Solari was, perhaps, destined for a life in football.

His uncle, Jorge, boasted an illustrious record as a player and later as a coach but will probably be best remembered as part of the Argentina side that played in the infamous 1-0 quarter final defeat by England at Wembley in the 1966 World Cup finals. Jorge was booked for dissent, or rather for what Jimmy Hill quaintly referred to as "violence of the tongue".

"I was born into football," said Santiago Solari. "By the time I was born my father was already a coach.

"My uncle coached 20 teams in eight countries. My father coached 14 teams in five countries.

"Many of them I followed because the family followed so I grew up in many places like Colombia, Mexico, Saudi Arabia, Tenerife and in many different cities. I grew up watching my father watching videos. He had this huge collection of video tapes in the house. More than 3,000.

"Football was not just a game, it was a way of life.

"Me and my brothers were always going to the training sessions waiting for everybody to leave so we could get on to the pitch and play."

Both his brothers, David and Esteban, became professional footballers and the only sibling not to was his sister, Maria Isabel (Liz) Solari, who is today a leading actress.

"With certain families all of them are lawyers or journalists," he said. "With us it was very natural that we would be footballers, even my sister. We sometimes made her play in goal."

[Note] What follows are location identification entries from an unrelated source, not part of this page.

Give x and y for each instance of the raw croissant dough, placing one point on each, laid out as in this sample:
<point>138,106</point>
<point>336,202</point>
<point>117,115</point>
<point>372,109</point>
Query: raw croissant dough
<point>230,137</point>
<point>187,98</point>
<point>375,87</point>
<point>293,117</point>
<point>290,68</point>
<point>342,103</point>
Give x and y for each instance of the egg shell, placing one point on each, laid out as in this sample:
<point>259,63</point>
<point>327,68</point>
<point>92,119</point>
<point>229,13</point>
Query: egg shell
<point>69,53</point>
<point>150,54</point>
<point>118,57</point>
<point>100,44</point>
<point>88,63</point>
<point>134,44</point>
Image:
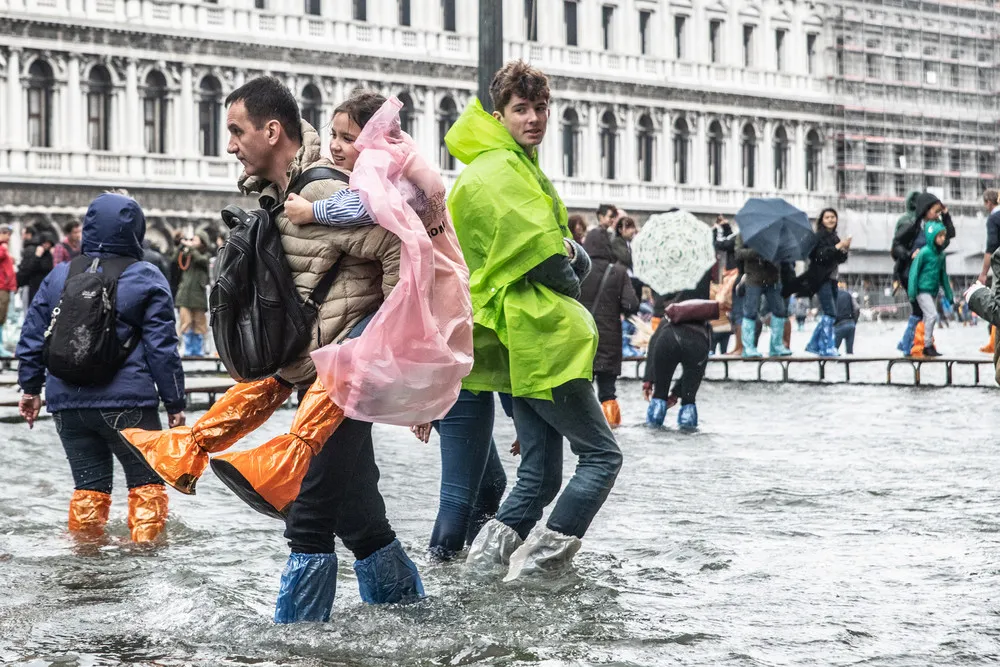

That early love for the game is something he retains - even now after the scars of being sacked from a dream job.

When I ask him to describe football in one word, he offers up three: "passion, love, joy".

"If you lose the emotional approach to the game then you are lost," he said. "That's how we get in touch with football when we are four, five and six years old, when you start playing around at school with the ball with your friends. For the joy, the love of the game.

"Even in professionalism we cannot lose that."